Cuts Taxes for Working Families and the Middle-Class

President Biden’s tax cuts cut child poverty in half in 2021 and are saving millions of people an average of about $800 per year in health insurance premiums today. Going forward, in addition to honoring his pledge not to raise taxes on anyone earning less than $400,000 annually, President Biden’s tax plan would cut taxes for middle- and low-income Americans by $765 billion over 10 years. The President’s Budget:

Increases the Child Tax Credit for 66 Million Children. The American Rescue Plan’s expansion of the Child Tax Credit helped cut child poverty nearly in half to a historic low and narrowed racial disparities in access to the credit in 2021. The President’s Budget would restore the expanded Child Tax Credit, lifting 3 million children out of poverty and cutting taxes by an average of $2,600 for 39 million low- and middle-income families that include 66 million children. This includes 18 million children in low-income families who would be newly eligible for the full credit, and 2 million children living with a caregiver who is at least 60 years old. It would also provide breathing room for day-to-day expenses by allowing families to receive their tax credit through monthly payments.

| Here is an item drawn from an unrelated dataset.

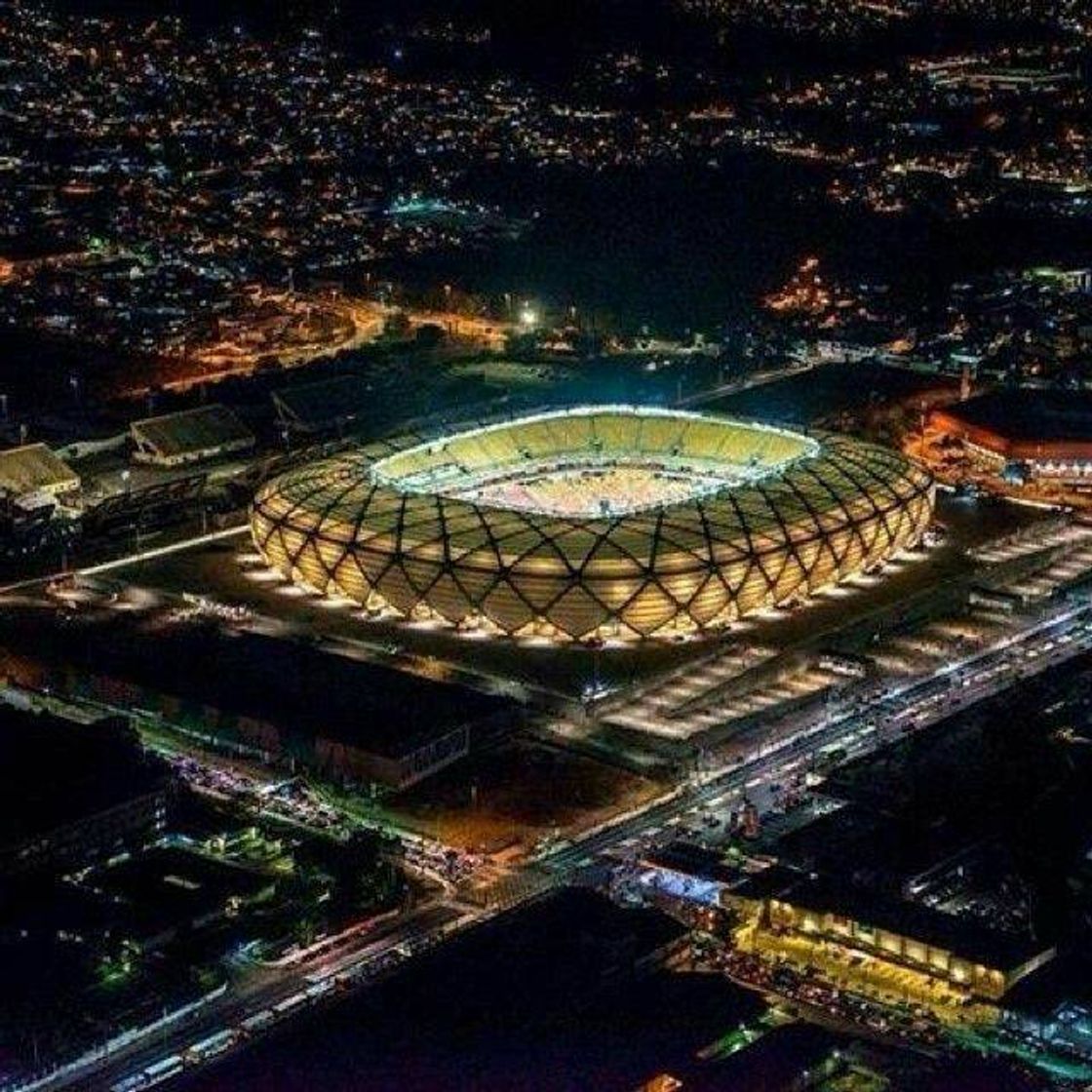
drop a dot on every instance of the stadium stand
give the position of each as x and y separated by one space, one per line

Cuts Taxes for 19 Million Working-class Americans. By strengthening the Earned Income Tax Credit for low-paid workers who aren’t raising a child in their home, the President’s Budget would cut taxes by an average of $800 for 19 million working individuals or couples. That includes 2 million older workers age 65 and older and 5 million young adults age 18 to 24 who would be newly eligible for the credit.

Makes Lower Health Insurance Premiums Permanent. With enrollment in affordable health coverage at an all-time high, the President’s Budget would build on the remarkable success of the Affordable Care Act (ACA) and Inflation Reduction Act by making permanent the IRA’s expansion of the premium tax credit, which is saving millions of people an average of about $800 per year in health insurance premiums this year.

In addition, the President’s Budget explains his principles for addressing tax cuts expiring after 2025. The President would extend all middle-class tax cuts; as he has repeatedly promised, he will not raise taxes on anyone making less than $400,000 per year. And he will fully pay for these extensions with additional reforms to make the wealthy and corporations pay their fair share, so that they do not add to the debt. At the same time, he opposes tax cuts for the wealthy—either extending tax cuts for the top 2 percent of Americans earning more than $400,000 per year or bringing back deductions and other tax breaks for these households.